The afflicted Doctor goes on to explain:
"The werewolf is neither man nor wolf, but a Satanic creature with the worst qualities of both."
- Also Fay Helm as "Jenny Williams," the film's first victim, not by the fangs of "Talbot," but Gypsy fortune-teller "Bela."
- I ran into a barely recognizable Chaney in early '64 on the island of Saint Thomas, a treacherous locale for anyone with a weakness for spiritus fermenti.
We were both on benders, 'though I was but a tyro beside him.

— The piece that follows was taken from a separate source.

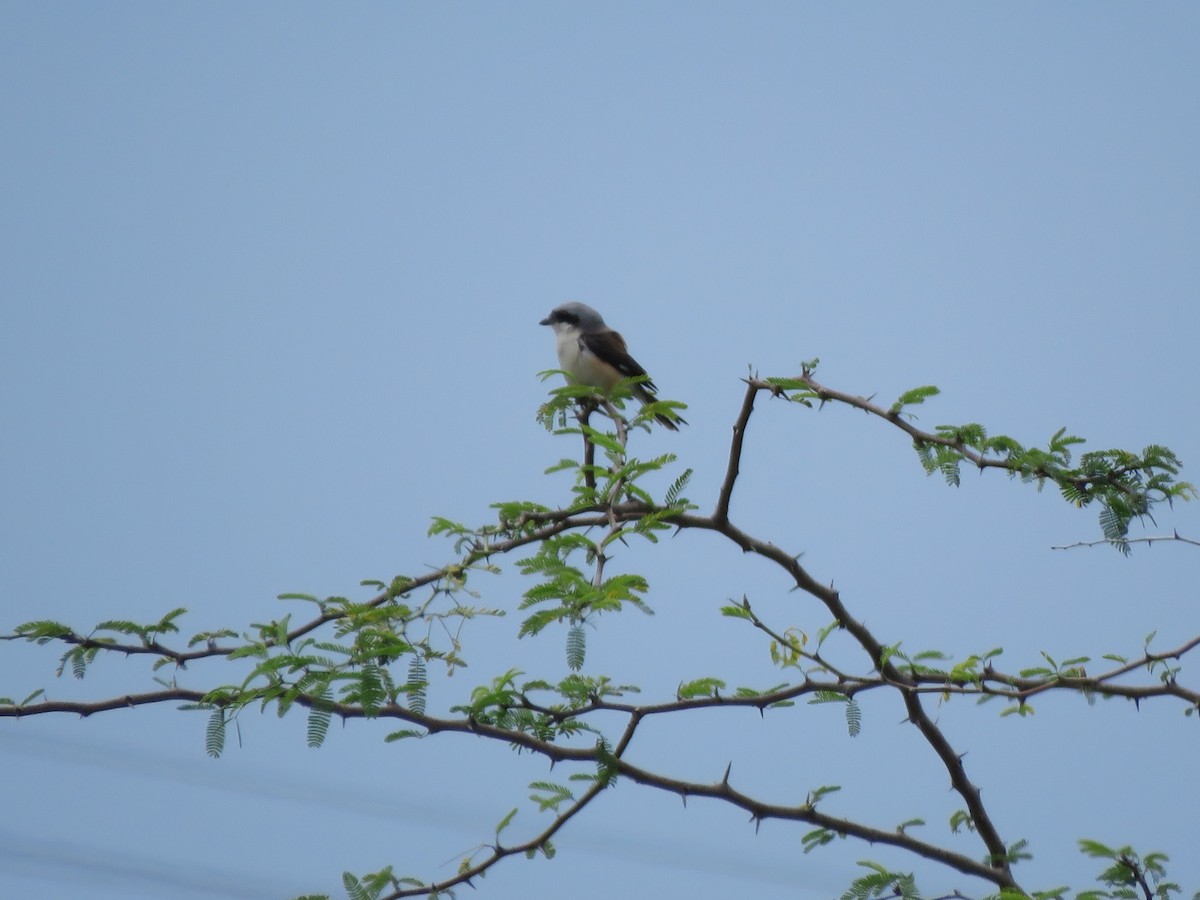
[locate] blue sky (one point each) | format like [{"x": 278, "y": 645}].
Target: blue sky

If anyone broached his film career ("Weren't you...?") he would pre-emptively respond: "'Lenny' in 'Of Mice and Men.'"
Comments
1. Rob F. said...
I have to disagree that "Abbott and Costello drove a silver bullet, and a stake, into the heart of Universal's horror franchise." That movie was a classic, and by then the franchise had grown a little threadbare--which made it ripe for satire.
As for "Even a man ... may become a wolf when the wolfs bane blooms and the autumn moon is bright," here's my favorite line from the A&C version:
Larry Talbot: "You don't understand. Every night when the moon is full, I turn into a wolf."
Wilbur: "You and twenty million other guys."